We are at the end of the bag of food, and I am at a complete loss as to what to switch him to. The vet told me that Canidae is quite rich, and he sells IAMS in his office, which I will not buy. We are an hour from anywhere that I can get anything different, but I could really use some suggestions. I am hoping this is something he will outgrow....
Thanks in advance everyone!


----------



## Bailey & Bentley (Feb 25, 2007)

I usually stop their regular food for about 48 hours and go with boiled hamburg /chicken and rice. If his bowel movements improve then I would start him back on the food, if not then I would bring him to the vet.
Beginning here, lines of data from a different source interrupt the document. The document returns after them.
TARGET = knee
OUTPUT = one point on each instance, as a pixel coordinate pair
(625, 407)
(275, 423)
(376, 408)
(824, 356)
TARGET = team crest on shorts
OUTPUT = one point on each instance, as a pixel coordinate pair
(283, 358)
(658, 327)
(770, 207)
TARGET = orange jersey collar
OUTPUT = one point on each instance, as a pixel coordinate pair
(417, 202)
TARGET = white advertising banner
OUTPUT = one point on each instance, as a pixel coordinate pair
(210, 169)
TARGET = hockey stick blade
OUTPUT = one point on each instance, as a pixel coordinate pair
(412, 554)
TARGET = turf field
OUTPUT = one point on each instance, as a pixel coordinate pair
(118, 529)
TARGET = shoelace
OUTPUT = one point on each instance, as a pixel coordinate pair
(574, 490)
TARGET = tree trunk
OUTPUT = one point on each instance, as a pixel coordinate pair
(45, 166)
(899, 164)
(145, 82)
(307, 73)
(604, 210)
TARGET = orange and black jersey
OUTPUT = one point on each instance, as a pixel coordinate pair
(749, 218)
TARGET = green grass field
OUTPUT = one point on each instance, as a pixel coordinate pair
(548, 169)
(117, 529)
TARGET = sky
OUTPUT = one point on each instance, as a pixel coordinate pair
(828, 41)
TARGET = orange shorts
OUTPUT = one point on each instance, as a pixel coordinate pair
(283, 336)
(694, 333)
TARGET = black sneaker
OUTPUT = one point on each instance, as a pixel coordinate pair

I would try it out for a few days and see how things go. Good luck. Let us know what happens.


----------



## Pointgold (Jun 6, 2007)

If he were mine, I would give him one Immodium AD caplet am and one pm, withhold food for 24 hours, and then introduce boiled hamburger and ricke, making sure that you do not rinse the rice (it is the starch that helps bind the stools, rinsing washes it away.) 
I do not travel with the dogs without having Imodium (or whatever store brand - loperamide) with me. It is safe and effective.


----------



## gold'nchocolate (May 31, 2005)

Is Bear a puppy? I would ask the vet.


----------



## kalkid (Feb 22, 2007)

That's a great idea Pointgold. I know I personally don't travel without immodium myself but we won't get into that. Hopefully that works or the rice/meat combo. I know personally when I was trying to feed Wellness to my girl she never did get over the diarrhea although I never did try the immodium. I switched to Canidae, ironically and it went away almost immediately of course she was still itching/scratching yada yada yada so now we use EVO and alls good. I guess my point is even if it's a "good" food whatever that is anymore it only takes one ingredient that I guess doesn't agree with them.


----------



## Pointgold (Jun 6, 2007)

kalkid said:


> That's a great idea Pointgold. I know I personally don't travel without immodium myself but we won't get into that. Hopefully that works or the rice/meat combo. I know personally when I was trying to feed Wellness to my girl she never did get over the diarrhea although I never did try the immodium. I switched to Canidae, ironically and it went away almost immediately of course she was still itching/scratching yada yada yada so now we use EVO and alls good. I guess my point is even if it's a "good" food whatever that is anymore it only takes one ingredient that I guess doesn't agree with them.


 
I might add that my vet has okay'd the use of Imodium - for everything from puppies to lactating bitches. He assures me that it is not only effective, but safe. That said, you may wish to verify this with your own veterinarian, in case there is any reason that it might be contraindicated - ie in conjunction with any other medications or conditions that are specific to your own dog.


----------



## goldieluvr (Jul 16, 2007)

We've had Bear on beef and rice for over 24 hours now, no problems last night. I saw boiled chicken farther up in a post, so I mixed a little in with the beef and rice. Then when hubby went to pick up another bag of food, the sales clerk told him they've been seeing a lot of puppies with stomach problems from the Canidae chicken, so he picked up lamb and rice instead. Sure enough on our walk this afternoon Bear had loose stools, I wouldn't call it diarrhea though. Now, I am wondering if it is chicken that is causing the problems. I guess I need to keep a food diary for him. I will keep him on beef and rice until tomorrow afternoon then start mixing rice in with the kibble. He is still though extremely happy, playful and energetic! 
Does anyone else have problems with their dogs and chicken? 
BTW- when my BIL's yellow lab Abby was living with us, I noticed she had a really sensitive tummy, she couldn't tolerate anything but her kibble. Our Holly could eat anything, including deer legs(which she did once without me knowing until morning) and have absolutely no problems. I am thinking some dogs are sensitive, others aren't!


----------



## Faith's mommy (Feb 26, 2007)

keep in mind not every food is right for every dog - even the "better" quality ones. you might have to do some thinking about a different brand for Bear, or as you've started to wonder at least a different main protein source.


----------



## Ardeagold (Feb 26, 2007)

Some dogs can't tolerate Canidae. We feed our whole crew Canidae, and have used it for years, but I know there are a LOT of meat proteins in there (chicken, turkey, lamb and fish), and there are dogs that don't do well on it.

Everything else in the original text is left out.